HIV/AIDS Medicine Run Amok

Chapter IX from

Heinrich Kremer: The Silent Revolution in Cancer and AIDS-Medicine

2008 ©Heinrich Kremer, Barcelona (Spain)

Why Aids drugs cause cancer, degenerative changes in muscular and nervous cells, and even AIDS itself – the explanation of how ATZ, Bactrim/Septra, and their ilk actually work

The products of laboratory research initiated more than 50 years ago whose target was to plant analog transformed bases in the biosynthesis of the building blocks of nucleic acid of the DNA – the purine bases, adenine and guanosine as well as the pyrimidine bases thymine and cytosine - were supposed to inhibit the biosynthesis in microbe, immune and cancer cells.

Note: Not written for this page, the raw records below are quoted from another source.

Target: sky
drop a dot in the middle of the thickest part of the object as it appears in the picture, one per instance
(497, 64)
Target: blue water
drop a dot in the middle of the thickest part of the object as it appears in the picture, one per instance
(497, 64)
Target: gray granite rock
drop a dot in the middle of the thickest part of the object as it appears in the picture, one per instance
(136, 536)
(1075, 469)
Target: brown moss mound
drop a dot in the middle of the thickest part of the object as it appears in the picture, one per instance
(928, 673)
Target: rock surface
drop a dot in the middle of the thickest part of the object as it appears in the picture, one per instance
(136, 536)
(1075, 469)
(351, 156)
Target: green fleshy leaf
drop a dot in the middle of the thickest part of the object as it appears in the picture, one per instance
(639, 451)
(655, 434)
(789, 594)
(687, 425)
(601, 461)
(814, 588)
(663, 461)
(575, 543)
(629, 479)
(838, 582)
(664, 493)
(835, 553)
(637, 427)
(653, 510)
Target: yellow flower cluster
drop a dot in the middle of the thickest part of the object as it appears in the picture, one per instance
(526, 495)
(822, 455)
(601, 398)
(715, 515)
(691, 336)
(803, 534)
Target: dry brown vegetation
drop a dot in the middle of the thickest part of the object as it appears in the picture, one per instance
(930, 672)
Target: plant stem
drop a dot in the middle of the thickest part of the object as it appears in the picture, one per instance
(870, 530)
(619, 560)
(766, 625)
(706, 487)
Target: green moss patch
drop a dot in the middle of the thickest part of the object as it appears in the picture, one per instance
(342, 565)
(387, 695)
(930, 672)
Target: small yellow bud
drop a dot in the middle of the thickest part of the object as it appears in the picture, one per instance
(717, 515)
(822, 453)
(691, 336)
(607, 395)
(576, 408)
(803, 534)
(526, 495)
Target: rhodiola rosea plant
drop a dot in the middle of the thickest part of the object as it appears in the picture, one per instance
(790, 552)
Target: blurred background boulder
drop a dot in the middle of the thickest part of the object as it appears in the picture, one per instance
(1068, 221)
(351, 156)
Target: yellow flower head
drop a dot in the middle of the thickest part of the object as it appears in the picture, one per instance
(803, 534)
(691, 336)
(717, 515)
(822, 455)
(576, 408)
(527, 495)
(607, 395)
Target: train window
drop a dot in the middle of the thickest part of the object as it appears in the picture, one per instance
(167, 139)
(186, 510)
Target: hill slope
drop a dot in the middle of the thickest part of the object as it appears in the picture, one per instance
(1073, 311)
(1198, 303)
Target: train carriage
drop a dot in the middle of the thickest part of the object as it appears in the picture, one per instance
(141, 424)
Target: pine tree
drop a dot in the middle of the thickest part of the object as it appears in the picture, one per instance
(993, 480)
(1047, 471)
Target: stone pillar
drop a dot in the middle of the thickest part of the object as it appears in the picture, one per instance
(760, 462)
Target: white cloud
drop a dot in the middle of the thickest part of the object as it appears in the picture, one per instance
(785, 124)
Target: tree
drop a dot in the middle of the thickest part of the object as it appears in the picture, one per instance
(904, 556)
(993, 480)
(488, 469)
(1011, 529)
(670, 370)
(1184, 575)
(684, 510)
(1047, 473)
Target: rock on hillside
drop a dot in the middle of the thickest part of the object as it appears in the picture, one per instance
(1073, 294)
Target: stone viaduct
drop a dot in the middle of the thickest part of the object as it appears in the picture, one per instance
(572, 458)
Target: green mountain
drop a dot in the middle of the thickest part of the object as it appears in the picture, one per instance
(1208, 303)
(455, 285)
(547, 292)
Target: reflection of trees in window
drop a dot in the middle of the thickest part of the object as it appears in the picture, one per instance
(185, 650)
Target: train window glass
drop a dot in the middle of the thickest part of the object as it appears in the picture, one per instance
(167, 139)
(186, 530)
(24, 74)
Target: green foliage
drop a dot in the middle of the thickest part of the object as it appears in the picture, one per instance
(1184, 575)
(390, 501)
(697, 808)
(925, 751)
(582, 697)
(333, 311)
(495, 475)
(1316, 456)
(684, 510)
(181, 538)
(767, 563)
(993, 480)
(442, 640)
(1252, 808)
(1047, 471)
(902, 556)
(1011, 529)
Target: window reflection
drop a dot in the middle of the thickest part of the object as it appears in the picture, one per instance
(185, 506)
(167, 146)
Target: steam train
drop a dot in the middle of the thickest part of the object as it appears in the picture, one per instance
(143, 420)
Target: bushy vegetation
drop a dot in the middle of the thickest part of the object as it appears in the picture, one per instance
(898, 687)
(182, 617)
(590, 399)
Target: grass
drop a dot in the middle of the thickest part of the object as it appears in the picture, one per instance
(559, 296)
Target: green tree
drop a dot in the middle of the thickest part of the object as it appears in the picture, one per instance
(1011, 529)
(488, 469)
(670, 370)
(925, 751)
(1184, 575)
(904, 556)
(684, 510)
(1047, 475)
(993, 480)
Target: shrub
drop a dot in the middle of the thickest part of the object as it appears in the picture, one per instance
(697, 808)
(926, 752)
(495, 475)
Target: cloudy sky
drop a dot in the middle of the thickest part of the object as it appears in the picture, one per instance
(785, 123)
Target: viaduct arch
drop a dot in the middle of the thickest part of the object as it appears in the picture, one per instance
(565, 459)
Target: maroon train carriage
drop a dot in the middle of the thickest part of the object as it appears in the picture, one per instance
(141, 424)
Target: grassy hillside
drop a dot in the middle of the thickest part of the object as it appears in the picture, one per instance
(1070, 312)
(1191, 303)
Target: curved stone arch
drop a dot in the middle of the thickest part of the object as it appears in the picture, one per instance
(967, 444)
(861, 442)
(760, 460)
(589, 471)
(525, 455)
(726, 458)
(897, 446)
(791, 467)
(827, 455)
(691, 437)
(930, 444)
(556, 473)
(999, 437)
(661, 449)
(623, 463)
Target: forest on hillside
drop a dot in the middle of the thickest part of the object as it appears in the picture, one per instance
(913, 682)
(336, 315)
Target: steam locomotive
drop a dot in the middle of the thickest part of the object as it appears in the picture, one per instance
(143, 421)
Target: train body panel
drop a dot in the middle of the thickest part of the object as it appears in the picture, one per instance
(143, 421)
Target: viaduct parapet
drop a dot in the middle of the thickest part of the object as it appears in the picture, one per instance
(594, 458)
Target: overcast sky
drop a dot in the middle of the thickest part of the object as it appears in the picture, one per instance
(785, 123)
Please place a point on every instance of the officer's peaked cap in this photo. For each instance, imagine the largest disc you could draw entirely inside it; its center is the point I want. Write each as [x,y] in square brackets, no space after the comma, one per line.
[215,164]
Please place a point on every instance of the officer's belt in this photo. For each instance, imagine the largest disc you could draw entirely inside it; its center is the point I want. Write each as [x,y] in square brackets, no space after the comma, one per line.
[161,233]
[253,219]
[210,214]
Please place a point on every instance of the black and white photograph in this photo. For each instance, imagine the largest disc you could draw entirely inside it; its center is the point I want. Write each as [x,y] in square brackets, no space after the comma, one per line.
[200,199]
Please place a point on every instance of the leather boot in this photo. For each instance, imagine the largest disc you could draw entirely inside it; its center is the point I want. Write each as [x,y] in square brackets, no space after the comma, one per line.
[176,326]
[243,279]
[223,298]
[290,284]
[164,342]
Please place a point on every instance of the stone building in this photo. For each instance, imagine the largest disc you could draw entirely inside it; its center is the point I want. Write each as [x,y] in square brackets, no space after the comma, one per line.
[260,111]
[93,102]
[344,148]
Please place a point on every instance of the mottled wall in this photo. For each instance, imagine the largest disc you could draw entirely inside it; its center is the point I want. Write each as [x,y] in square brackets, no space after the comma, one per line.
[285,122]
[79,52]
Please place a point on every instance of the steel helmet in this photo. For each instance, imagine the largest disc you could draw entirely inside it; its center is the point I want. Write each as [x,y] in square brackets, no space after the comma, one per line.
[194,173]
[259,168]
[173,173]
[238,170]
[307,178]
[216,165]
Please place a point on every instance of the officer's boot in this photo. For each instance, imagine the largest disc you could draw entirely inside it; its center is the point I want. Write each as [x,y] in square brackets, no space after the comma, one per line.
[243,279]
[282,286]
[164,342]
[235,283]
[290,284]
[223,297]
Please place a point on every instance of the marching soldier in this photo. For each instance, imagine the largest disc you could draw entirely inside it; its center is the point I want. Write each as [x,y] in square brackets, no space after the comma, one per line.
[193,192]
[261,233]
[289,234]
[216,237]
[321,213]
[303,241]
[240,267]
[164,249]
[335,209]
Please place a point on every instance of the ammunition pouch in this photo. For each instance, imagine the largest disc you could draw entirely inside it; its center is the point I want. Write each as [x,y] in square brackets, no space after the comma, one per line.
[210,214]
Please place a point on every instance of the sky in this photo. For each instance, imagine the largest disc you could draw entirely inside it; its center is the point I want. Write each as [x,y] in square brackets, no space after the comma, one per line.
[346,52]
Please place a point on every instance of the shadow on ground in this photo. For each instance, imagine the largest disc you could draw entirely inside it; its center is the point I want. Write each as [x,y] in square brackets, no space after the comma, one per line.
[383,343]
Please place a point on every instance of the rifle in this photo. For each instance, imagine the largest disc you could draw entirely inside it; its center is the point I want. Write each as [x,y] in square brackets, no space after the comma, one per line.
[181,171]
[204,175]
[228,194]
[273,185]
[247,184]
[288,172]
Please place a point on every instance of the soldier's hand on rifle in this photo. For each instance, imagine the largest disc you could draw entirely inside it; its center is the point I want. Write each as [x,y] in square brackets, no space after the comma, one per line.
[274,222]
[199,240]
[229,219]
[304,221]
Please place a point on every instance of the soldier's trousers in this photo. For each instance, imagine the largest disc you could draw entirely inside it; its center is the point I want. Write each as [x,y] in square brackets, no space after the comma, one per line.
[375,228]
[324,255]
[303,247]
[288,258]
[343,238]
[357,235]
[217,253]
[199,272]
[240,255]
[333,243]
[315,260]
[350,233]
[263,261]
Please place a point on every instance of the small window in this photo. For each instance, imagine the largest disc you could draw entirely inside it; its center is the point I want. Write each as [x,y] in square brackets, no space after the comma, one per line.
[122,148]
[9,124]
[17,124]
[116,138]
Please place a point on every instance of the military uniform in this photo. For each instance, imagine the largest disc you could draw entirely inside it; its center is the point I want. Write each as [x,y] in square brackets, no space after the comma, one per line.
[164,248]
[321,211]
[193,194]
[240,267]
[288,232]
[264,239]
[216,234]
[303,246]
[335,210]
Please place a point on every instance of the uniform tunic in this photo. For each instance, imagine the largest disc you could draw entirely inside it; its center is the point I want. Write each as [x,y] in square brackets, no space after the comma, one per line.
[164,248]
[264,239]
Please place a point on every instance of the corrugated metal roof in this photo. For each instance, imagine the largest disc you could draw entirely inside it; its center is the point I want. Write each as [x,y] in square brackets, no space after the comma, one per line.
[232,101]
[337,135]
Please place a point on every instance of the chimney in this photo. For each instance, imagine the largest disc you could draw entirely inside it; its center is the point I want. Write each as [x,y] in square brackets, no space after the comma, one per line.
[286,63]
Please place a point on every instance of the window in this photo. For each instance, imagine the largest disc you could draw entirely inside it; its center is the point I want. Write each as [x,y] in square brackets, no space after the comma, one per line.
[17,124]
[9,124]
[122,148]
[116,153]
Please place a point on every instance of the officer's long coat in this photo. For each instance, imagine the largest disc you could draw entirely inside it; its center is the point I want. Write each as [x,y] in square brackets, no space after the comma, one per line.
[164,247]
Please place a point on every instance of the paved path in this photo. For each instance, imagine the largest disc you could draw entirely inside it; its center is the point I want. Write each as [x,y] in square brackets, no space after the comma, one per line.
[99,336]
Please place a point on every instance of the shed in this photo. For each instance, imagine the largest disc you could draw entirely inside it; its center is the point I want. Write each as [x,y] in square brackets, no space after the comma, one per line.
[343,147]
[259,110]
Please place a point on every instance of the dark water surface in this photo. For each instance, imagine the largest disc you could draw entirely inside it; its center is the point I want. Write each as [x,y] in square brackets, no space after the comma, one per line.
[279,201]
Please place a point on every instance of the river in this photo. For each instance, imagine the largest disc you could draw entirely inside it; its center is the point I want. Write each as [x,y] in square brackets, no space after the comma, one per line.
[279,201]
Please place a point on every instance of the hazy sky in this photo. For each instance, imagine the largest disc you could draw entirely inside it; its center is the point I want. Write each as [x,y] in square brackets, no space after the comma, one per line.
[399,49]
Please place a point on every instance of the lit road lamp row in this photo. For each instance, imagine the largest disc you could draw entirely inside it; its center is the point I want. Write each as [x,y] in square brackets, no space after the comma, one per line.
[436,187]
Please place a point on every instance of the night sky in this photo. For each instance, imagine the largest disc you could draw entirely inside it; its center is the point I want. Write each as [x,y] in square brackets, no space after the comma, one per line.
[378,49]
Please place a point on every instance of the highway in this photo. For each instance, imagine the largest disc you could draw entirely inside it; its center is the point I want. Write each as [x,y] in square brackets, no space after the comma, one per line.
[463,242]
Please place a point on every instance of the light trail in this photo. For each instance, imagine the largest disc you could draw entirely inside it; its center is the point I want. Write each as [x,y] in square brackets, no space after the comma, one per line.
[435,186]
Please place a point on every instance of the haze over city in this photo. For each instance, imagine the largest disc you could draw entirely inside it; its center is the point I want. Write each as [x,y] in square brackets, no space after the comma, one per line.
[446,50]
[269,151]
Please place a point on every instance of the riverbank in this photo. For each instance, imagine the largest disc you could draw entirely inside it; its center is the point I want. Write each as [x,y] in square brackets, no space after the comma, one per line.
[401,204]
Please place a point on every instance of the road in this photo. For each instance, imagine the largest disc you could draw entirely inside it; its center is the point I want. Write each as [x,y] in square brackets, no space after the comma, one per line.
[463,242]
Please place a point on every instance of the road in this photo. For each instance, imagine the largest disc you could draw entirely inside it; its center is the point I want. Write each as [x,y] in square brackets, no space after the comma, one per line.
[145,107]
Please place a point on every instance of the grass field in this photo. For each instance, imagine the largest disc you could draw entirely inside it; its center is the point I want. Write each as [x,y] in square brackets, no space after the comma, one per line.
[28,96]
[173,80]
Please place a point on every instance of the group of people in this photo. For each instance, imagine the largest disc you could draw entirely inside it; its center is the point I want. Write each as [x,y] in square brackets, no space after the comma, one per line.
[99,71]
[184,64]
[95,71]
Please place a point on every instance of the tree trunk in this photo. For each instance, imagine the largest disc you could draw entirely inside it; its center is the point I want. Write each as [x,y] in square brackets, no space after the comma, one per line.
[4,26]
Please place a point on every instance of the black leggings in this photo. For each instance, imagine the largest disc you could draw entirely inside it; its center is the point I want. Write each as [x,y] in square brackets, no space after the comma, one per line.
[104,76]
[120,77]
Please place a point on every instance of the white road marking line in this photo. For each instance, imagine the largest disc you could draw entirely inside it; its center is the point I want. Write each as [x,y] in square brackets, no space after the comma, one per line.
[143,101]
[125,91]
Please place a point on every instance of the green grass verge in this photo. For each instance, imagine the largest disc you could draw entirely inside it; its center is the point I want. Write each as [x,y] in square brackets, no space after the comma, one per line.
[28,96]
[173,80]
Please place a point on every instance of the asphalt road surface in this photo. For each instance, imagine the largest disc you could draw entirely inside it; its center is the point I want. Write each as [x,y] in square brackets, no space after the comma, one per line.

Hitchings’ laboratory team from Burroughs Wellcome synthesized three substance groups, which in their molecular composition contained nitro structure groups as a common characteristic. These substances produced both antimicrobial effects in microbe cells and immune suppressive and carcinogenic effects in immune and non-immune human cells on top of degenerative DNA damage.

-The first substance was Azathioprine, adopted as an immune suppressive drug for organ transplant patients since the 1960s (Chen 1987). Azathioprine triggered clinically opportunistic infections, Kaposi’s sarcoma and lymphomas (transplantation AIDS) (overview with Penn 1979, 1981).

-The second substance was Azidothymidine (AZT), from 1986 until today the most frequently prescribed drug for the prophylaxis of AIDS. AZT is supposed to inhibit the proliferation of the hypothetical “HIV retrovirus” in “HIV positive” and AIDS patients. AZT is highly toxic has antimicrobial, immune suppressive and carcinogenic effects and causes degenerative DNA damage in numerous human cell systems (overview with Duesberg 1996, Giraldo 1999, Brink 2000). ((248))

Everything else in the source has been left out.